07 – A verdade sobre a “verdadeira história”

 Ou a verdade sobre o que o seu professor nunca te contou

Francisco de Goya. Murió la verdad. Disponível em https://commons.wikimedia.org/wiki/File:Muri%C3%B3_la_verdad.jpg. Acesso em 27 de julho de 2023.

Há um fascínio, o mais das vezes, criado — ou amplificado — pelos veículos de mídia, com a ideia da “verdadeira história” de um assunto ou pessoa. Qual a raiz desse efeito duradouro nas pessoas? É mesmo possível alcançar a “verdadeira história” de algo? Quais os problemas dessa ideia?


Talvez a maior característica do ser humano seja a necessidade de contar e de ouvir histórias. Contudo, não raro, queremos histórias definitivas, pois a velocidade do dia a dia não favorece a criação de narrativas complexas. Logo, para atender a esse anseio humano primário, pululam produções culturais com sugestivos títulos como “a biografia definitiva”, “a história verdadeira”, ou mesmo “O que o seu professor não te contou” sobre algo.


Para além do evidente sensacionalismo de títulos como esses, é possível realmente alcançar narrativas definitivas sobre eventos ou pessoas da História? Em que pese o desejo de resolver as coisas facilmente, a própria vida demonstra que nunca conseguiremos definir as coisas em sua inteireza.


Imagine, por exemplo, um evento cômico da sua vida. Aquele momento que você aprecia contar para fazer seus amigos e conhecidos rirem. Quantas vezes você já contou isso? Você sempre o fez com as mesmas palavras, sem omitir palavras ou detalhes desse acontecimento? Isso não só é improvável, como praticamente impossível. Até porque, se assim fizéssemos, a história perderia a sua graça. Como seres sociais que somos, às vezes trazemos à tona um detalhe secundário, ou omitimos esse detalhe, conforme a nossa audiência. Na verdade, às vezes isso acontece simplesmente porque esquecemos ou porque lembramos de algum elemento da nossa narrativa. Sendo assim, nós adaptamos a narrativa ao nosso público. Caso nos recusemos a ajustar a história, pareceríamos loucos, impertinentes ou até ofensivos.

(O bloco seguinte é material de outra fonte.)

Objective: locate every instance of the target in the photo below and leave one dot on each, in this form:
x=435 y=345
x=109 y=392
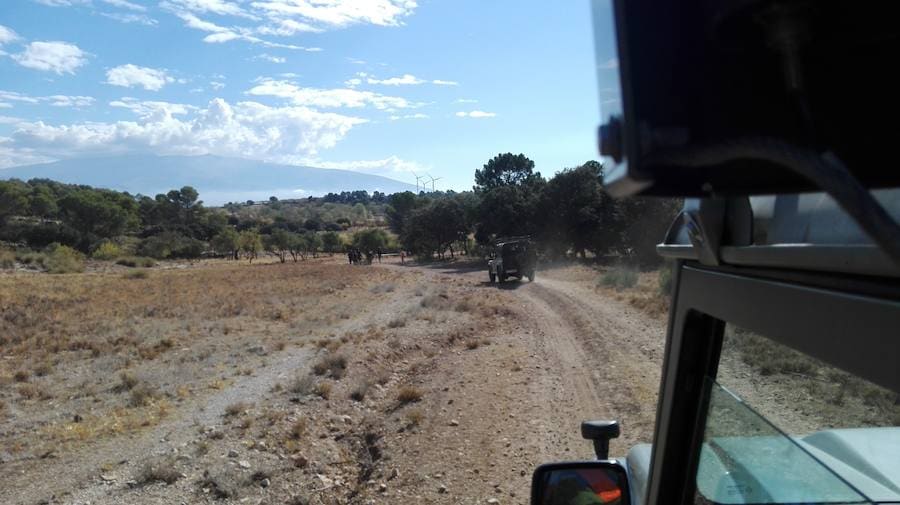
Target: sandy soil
x=465 y=388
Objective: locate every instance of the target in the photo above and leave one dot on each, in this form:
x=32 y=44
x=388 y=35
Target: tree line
x=41 y=213
x=567 y=214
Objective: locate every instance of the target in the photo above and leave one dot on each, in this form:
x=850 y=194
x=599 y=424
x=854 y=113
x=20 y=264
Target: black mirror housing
x=580 y=483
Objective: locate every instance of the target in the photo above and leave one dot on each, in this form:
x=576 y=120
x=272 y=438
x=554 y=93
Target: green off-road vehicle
x=512 y=257
x=777 y=122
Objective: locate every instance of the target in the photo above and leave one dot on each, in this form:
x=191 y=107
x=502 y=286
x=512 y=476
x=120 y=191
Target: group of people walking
x=355 y=256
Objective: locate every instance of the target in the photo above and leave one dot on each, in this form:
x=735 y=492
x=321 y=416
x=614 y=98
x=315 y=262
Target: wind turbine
x=417 y=182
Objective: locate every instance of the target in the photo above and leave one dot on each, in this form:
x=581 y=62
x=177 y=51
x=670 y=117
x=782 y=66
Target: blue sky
x=381 y=86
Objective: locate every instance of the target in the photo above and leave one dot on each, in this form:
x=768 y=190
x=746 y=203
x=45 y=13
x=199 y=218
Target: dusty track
x=562 y=353
x=571 y=354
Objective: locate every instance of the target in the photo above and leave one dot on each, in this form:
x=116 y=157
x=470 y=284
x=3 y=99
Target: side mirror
x=580 y=483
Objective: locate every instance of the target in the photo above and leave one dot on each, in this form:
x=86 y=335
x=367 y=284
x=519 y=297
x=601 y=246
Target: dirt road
x=502 y=377
x=567 y=355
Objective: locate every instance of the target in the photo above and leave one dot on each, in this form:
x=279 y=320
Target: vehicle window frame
x=812 y=320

Agora, tente imaginar que você está com um amigo e ele reconta a sua história engraçada. A história meio que muda um pouco, não é verdade? Este fato evidencia que não temos como abraçar a totalidade dos eventos ou de períodos do tempo. É evidente que sempre deixaremos passar muita coisa. Num sentido um pouco diferente, certo filósofo disse que só vemos as coisas como elas parecem aos nossos sentidos, em vez de como elas são na realidade.


Observe aqui o fato de que não se nega a existência de uma realidade para além do que podemos perceber. O que se questiona, e se nega, neste breve texto é a impossibilidade humana de apreender essa mesma realidade.

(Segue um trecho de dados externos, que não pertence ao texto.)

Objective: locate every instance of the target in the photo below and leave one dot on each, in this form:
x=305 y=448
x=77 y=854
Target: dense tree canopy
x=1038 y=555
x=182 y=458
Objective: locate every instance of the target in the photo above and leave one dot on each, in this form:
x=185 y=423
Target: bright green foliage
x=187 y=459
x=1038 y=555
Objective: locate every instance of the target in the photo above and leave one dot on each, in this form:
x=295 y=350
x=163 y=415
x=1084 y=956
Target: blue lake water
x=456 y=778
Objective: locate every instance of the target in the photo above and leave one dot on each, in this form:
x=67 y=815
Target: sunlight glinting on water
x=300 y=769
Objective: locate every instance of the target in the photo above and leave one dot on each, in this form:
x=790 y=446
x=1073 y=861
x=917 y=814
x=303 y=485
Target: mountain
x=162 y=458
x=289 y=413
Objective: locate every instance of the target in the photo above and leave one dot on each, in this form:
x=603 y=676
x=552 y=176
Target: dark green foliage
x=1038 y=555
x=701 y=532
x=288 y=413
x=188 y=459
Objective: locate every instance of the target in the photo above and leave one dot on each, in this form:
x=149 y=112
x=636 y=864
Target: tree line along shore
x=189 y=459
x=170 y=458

Um dos problemas presentes na expressão “a verdadeira história” de algo é a intenção, consciente ou inconsciente, de promover — entre tantas opções disponíveis — um olhar específico sobre determinado acontecimento. No entanto, essa não é a questão principal. Se não é esse problema, qual seria, então? É o fato de se invisibilizar os agentes históricos que não cabem nas narrativas oficiais. Pior, distorcer os fatos e falsear a realidade.


Por certo, a impossibilidade quanto a apreender a realidade em sua inteireza parece entrar em conflito com a ideia de que agentes históricos têm sido invisibilizados pelas narrativas oficiais, ou até a questão do falseamento da História enquanto ciência. Seria possível, portanto, conciliar essas perspectivas sobre os fatos e os acontecimentos históricos?


 

Referências

KANT, Immanuel. Prolegômenos a qualquer metafísica futura que possa apresentar-se como Ciência. 1 ed. São Paulo: Estação Liberdade, 2014.